# Good lighting



## Nwcid (Dec 14, 2018)

Some days when nothing seems to be going as planned, it can be a blessing in disguise. 

I had planned to get to this area a bit early as there were several locations I wanted to fly my drone. I showed up right as the sun was setting and only had a short time to shoot. 

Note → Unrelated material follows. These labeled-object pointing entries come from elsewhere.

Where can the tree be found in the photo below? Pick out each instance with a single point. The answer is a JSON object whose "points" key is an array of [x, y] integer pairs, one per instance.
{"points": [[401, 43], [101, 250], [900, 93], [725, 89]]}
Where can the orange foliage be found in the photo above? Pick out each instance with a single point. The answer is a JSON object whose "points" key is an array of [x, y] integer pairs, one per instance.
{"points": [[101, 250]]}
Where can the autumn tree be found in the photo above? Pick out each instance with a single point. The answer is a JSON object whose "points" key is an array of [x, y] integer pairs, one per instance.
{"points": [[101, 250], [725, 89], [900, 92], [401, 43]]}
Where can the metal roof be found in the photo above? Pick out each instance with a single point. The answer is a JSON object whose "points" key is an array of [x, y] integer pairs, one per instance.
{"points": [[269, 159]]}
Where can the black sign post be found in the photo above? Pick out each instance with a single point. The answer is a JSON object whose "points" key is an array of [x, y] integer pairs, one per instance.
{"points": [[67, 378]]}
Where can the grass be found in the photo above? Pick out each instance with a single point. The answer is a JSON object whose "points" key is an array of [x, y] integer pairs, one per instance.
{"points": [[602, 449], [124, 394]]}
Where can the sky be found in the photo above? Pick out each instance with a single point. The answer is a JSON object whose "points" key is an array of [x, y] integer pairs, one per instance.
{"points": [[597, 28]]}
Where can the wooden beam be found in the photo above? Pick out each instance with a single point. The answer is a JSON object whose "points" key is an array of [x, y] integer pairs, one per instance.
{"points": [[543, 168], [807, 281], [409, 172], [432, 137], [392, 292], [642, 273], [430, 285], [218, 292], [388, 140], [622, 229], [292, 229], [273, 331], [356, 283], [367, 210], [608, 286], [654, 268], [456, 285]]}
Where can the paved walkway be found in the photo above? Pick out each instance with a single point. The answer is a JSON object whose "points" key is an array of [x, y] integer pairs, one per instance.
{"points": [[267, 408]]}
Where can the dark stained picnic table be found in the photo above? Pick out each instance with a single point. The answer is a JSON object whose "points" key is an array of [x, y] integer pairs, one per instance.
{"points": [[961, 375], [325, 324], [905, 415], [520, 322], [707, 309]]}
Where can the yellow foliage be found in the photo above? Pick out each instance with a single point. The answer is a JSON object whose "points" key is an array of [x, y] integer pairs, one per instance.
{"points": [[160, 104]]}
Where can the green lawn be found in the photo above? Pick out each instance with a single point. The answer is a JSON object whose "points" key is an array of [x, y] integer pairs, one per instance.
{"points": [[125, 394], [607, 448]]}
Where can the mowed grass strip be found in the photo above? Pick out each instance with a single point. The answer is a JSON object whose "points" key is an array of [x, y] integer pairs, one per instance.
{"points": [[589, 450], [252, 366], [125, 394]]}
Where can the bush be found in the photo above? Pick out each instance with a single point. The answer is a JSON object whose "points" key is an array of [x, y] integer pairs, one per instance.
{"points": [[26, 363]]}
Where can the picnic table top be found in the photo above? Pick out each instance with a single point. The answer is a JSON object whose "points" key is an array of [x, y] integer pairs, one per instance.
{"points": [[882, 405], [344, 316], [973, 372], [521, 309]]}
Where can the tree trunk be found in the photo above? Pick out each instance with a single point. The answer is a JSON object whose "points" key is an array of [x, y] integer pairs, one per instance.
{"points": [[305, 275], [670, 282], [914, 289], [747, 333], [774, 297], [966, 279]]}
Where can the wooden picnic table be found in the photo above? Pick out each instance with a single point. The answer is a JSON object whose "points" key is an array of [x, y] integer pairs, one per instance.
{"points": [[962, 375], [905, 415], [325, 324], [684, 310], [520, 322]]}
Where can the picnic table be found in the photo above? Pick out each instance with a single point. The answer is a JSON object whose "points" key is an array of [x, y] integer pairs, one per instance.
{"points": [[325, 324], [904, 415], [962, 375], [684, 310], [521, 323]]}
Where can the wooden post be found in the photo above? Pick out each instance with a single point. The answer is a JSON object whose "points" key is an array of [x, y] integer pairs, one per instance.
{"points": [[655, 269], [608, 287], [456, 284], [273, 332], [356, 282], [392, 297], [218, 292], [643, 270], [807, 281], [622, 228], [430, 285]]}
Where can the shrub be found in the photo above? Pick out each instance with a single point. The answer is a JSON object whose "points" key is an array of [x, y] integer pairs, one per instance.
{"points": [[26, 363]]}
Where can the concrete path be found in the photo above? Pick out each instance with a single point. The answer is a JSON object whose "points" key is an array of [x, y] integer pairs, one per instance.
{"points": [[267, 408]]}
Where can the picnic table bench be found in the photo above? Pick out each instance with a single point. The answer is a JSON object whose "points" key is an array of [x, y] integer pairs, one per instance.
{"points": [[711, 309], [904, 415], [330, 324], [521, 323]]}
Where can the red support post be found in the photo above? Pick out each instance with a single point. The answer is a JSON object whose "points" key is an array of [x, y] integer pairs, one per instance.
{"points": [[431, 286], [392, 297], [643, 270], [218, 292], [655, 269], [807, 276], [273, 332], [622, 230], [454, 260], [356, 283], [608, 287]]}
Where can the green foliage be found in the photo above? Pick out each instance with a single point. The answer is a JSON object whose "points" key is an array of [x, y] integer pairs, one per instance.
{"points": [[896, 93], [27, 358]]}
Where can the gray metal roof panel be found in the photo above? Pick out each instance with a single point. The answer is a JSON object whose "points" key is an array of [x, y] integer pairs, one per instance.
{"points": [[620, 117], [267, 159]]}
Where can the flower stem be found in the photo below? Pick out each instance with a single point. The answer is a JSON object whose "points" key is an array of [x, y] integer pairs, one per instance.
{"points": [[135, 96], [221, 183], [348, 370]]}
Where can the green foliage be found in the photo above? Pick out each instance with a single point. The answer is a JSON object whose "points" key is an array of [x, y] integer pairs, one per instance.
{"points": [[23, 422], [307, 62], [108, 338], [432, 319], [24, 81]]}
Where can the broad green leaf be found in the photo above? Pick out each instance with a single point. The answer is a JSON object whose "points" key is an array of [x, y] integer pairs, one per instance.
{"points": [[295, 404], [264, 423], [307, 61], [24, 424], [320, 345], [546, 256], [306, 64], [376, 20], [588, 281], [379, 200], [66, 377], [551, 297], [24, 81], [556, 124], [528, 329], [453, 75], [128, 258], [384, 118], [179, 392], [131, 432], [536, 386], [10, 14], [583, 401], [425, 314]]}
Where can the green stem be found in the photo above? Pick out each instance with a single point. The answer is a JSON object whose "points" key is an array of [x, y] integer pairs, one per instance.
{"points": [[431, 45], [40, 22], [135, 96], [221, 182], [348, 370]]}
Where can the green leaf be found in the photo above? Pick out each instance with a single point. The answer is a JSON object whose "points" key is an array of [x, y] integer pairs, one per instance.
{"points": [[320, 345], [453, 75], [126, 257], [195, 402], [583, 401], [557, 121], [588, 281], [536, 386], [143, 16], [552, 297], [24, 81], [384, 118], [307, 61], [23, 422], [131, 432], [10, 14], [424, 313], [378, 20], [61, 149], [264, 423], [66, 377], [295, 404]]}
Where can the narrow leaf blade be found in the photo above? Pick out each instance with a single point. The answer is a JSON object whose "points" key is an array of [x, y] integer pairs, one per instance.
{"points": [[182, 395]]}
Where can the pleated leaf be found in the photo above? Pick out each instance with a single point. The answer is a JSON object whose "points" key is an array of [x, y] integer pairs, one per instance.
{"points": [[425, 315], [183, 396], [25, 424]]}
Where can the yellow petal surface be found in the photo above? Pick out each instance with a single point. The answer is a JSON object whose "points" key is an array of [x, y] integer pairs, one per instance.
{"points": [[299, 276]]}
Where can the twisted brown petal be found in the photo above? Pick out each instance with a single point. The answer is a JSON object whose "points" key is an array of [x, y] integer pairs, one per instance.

Here is a sneak peak of the images I captured today, I think this might be one of my favorite images of the year.


----------



## Jeff15 (Dec 15, 2018)

Nice shot.....


----------



## smoke665 (Dec 15, 2018)

Sometimes great things happen when you  least expect it. Nice one.


----------



## acparsons (Jan 27, 2019)

Very good indeed.


----------



## K9Kirk (Apr 18, 2019)

Nice pic with that bit of the old, golden hour sunlight.


----------



## Derrel (Apr 18, 2019)

Good light, for sure.


----------



## Nwcid (Apr 18, 2019)

Thank you.


----------



## Tropicalmemories (Apr 19, 2019)

Nice scene, good angle, great light


----------



## Valerie Green (Apr 19, 2019)

Amazing photos! Looks like you really were at the right place at the perfect timing. I love going out with my camera into the wild and shoot horizons. However, previously I used to get a lot of flaring. But now I have switched to the new Sony A7R Mark III and I have loved every photo taken from that camera. I also like that it has a cool backlit sensor, less digital noise and weather-sealed


----------



## foggystone (Aug 26, 2019)

good light.


----------



## edsland (Aug 27, 2019)

Awesome photo, I really enjoy airborne shots


----------